Increasing Capacitance and Self-Resonant Frequency of the MEMS Switched Capacitor Using High-kappa TiO2 and SU-8 Bridged Beam Structure

Abstract

In order to increase two important factors of capacitance and self-resonant frequency (SRF) of the microelectromechanical systems (MEMS)-switched capacitor, we developed a room-temperature-grown high-kappa TiO2 dielectric layer in the metal-insulator-metal (MIM) capacitor and an SU-8 bridged beam structure in the MEMS switch. The high-kappa TiO2 dielectric layer, which has a relative dielectric constant of up to 32, was utilized to minimize the MIM capacitors' sizes while maintaining their high capacitance values.
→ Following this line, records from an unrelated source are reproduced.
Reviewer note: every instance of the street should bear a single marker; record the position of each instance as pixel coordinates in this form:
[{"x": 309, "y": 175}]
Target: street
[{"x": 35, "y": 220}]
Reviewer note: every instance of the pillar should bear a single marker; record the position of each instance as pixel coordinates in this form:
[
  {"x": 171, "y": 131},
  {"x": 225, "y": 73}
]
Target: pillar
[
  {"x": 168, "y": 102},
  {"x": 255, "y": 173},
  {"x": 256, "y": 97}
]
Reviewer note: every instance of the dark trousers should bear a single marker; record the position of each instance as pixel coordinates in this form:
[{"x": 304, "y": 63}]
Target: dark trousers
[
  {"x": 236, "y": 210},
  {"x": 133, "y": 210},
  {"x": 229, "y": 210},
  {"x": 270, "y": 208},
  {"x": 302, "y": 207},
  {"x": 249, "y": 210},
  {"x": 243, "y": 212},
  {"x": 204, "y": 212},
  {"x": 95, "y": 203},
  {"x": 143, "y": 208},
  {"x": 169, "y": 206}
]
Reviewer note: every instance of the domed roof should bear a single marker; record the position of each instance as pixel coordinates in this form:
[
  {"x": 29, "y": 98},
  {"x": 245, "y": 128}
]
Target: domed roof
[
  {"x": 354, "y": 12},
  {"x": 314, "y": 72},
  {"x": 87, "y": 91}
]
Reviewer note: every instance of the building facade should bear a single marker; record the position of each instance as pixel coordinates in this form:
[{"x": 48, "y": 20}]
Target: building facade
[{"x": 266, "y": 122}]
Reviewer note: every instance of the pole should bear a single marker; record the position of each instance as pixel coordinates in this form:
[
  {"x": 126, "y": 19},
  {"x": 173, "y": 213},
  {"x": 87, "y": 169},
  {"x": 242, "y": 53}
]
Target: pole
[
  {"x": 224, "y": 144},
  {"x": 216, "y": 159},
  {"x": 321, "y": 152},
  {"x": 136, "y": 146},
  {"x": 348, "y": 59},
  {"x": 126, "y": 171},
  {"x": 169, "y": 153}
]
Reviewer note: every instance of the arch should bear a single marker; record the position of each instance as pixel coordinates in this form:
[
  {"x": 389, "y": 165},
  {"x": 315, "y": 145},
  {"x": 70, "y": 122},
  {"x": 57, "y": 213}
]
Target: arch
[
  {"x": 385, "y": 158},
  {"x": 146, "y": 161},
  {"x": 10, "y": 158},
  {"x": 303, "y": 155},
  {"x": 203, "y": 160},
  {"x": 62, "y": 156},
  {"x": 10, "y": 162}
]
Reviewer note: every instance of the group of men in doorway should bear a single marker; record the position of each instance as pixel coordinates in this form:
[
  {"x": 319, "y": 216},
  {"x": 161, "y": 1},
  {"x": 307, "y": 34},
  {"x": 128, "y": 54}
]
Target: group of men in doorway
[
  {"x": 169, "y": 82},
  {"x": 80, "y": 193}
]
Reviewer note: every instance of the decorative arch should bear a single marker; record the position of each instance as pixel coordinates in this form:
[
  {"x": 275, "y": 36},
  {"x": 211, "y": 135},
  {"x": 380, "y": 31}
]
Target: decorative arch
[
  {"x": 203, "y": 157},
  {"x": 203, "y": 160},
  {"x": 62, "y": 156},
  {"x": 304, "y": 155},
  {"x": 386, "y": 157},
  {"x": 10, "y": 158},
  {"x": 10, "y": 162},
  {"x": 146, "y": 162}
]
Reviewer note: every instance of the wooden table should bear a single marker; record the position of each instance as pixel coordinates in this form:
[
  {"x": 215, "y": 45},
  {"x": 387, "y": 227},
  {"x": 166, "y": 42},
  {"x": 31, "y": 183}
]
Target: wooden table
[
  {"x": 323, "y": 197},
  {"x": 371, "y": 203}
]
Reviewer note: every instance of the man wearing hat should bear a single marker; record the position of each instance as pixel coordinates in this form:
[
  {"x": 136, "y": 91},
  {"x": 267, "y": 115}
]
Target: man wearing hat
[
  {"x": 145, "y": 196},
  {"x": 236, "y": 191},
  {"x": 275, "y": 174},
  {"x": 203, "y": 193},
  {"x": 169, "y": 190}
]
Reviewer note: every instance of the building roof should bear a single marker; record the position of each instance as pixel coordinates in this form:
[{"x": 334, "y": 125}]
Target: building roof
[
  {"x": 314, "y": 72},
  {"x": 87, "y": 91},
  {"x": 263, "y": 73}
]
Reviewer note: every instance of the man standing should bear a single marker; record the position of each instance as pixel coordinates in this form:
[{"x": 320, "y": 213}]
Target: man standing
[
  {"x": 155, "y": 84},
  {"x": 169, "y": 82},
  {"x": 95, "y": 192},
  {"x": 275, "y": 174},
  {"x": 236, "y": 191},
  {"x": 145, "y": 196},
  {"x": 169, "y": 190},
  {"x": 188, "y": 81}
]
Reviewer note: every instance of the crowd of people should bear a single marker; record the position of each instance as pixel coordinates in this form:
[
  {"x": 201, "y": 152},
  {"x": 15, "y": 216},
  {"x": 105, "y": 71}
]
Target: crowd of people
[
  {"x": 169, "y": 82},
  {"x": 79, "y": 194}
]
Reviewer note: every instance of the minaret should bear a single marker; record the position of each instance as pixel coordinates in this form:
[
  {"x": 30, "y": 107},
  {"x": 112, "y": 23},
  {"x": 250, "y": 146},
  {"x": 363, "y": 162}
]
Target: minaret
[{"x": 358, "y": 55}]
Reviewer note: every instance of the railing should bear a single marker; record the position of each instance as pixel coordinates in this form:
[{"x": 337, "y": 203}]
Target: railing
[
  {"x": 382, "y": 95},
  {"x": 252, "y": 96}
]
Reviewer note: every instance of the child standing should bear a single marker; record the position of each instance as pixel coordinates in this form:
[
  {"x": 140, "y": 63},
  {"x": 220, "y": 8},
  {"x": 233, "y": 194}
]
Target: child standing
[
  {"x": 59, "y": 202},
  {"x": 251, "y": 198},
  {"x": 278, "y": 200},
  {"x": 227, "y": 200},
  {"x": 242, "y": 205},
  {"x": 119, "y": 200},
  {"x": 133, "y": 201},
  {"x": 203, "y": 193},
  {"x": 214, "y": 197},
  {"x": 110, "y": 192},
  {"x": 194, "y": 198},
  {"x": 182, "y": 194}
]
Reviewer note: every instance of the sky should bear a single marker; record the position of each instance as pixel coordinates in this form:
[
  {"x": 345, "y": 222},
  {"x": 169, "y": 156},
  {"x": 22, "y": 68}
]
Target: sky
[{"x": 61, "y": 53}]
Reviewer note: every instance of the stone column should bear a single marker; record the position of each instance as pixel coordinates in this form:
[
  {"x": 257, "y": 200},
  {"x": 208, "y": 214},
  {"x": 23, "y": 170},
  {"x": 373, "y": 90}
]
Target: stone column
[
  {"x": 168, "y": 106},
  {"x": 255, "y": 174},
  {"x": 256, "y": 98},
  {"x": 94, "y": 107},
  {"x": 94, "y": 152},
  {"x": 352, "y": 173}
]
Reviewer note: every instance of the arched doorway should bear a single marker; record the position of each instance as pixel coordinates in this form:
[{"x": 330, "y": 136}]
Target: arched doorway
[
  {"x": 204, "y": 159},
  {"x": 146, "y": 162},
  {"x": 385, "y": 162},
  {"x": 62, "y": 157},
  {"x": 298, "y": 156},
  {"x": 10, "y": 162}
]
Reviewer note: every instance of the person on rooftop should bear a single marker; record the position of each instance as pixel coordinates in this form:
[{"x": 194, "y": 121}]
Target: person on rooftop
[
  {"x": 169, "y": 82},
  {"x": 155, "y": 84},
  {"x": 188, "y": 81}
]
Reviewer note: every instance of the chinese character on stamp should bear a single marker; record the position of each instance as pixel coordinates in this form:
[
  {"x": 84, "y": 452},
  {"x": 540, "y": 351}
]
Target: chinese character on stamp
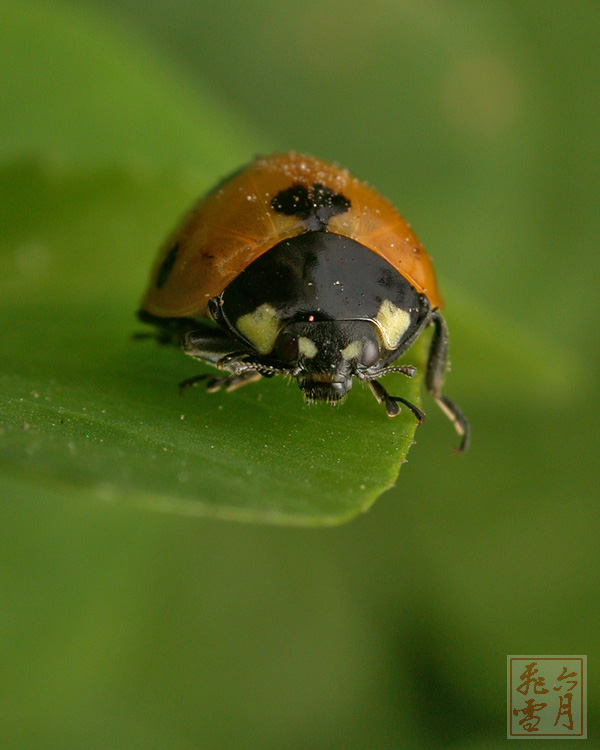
[{"x": 547, "y": 696}]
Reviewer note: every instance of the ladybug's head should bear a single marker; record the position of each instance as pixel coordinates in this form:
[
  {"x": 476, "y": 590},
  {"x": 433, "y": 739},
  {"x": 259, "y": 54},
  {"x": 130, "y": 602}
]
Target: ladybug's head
[{"x": 325, "y": 355}]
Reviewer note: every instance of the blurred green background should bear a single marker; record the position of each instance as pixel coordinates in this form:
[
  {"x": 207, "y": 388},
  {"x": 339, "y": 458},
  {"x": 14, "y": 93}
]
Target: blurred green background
[{"x": 124, "y": 628}]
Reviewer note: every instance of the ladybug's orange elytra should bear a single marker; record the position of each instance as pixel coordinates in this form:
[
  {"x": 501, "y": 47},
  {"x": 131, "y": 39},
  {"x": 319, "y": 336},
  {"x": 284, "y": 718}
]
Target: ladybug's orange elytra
[{"x": 292, "y": 265}]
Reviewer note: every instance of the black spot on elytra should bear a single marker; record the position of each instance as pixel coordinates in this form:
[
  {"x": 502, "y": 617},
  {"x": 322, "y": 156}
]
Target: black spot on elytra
[
  {"x": 167, "y": 266},
  {"x": 315, "y": 205}
]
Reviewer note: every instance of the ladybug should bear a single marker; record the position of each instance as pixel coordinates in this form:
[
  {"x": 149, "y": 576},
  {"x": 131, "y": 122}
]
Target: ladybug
[{"x": 293, "y": 266}]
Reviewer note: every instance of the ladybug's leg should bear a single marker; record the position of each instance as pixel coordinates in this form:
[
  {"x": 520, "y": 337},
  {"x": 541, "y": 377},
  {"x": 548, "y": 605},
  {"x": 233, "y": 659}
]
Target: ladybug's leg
[
  {"x": 434, "y": 379},
  {"x": 215, "y": 383},
  {"x": 391, "y": 402},
  {"x": 213, "y": 346}
]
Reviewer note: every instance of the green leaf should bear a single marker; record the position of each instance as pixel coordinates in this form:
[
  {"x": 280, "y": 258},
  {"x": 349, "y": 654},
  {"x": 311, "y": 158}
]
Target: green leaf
[
  {"x": 89, "y": 410},
  {"x": 82, "y": 91}
]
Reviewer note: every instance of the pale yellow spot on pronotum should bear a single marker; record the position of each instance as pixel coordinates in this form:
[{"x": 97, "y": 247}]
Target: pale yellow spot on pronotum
[
  {"x": 260, "y": 328},
  {"x": 306, "y": 347},
  {"x": 352, "y": 351},
  {"x": 393, "y": 323}
]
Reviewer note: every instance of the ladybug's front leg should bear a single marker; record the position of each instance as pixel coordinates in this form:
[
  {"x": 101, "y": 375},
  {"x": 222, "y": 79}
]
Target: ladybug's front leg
[
  {"x": 215, "y": 383},
  {"x": 434, "y": 379}
]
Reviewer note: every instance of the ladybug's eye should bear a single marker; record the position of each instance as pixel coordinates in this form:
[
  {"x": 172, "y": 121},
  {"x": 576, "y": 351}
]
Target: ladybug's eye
[
  {"x": 370, "y": 353},
  {"x": 286, "y": 347}
]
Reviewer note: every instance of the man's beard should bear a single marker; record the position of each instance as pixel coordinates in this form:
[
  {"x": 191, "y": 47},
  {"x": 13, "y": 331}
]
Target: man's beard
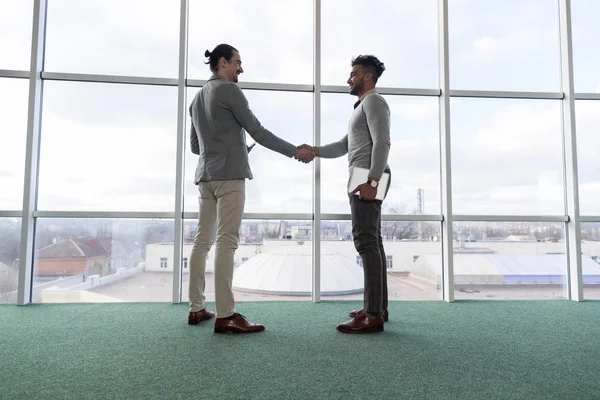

In addition, the SU-8 bridged beam structure of the MEMS switch, whose radio frequency (RF) signal interconnecting part is electrically isolated from the switching mechanism, was introduced to shorten the RF signal path. Because of the high-kappa dielectric and the bridged beam structure, we have achieved a very high capacitance of up to 14.3 pF with an SRF of 1.8 GHz (the MIM capacitor size was 50 mu m x 1200 mu m). The same-sized MIM capacitor with a conventional Si3N4 dielectric layer and a conventional cantilever beam-switched capacitor showed only 4.9 pF with an SRF of 2.8 GHz. In a similar capacitance value, the proposed switched capacitor showed 22% increase in SRF (7.1 GHz at 0.92 pF) compared with the conventional cantilever beam switched capacitor with a Si3N4 dielectric layer (5.8 GHz at 1.01 pF). The high SRF was attributed to the short RF signal path and the minimized capacitor size, thereby reducing parasitic inductance.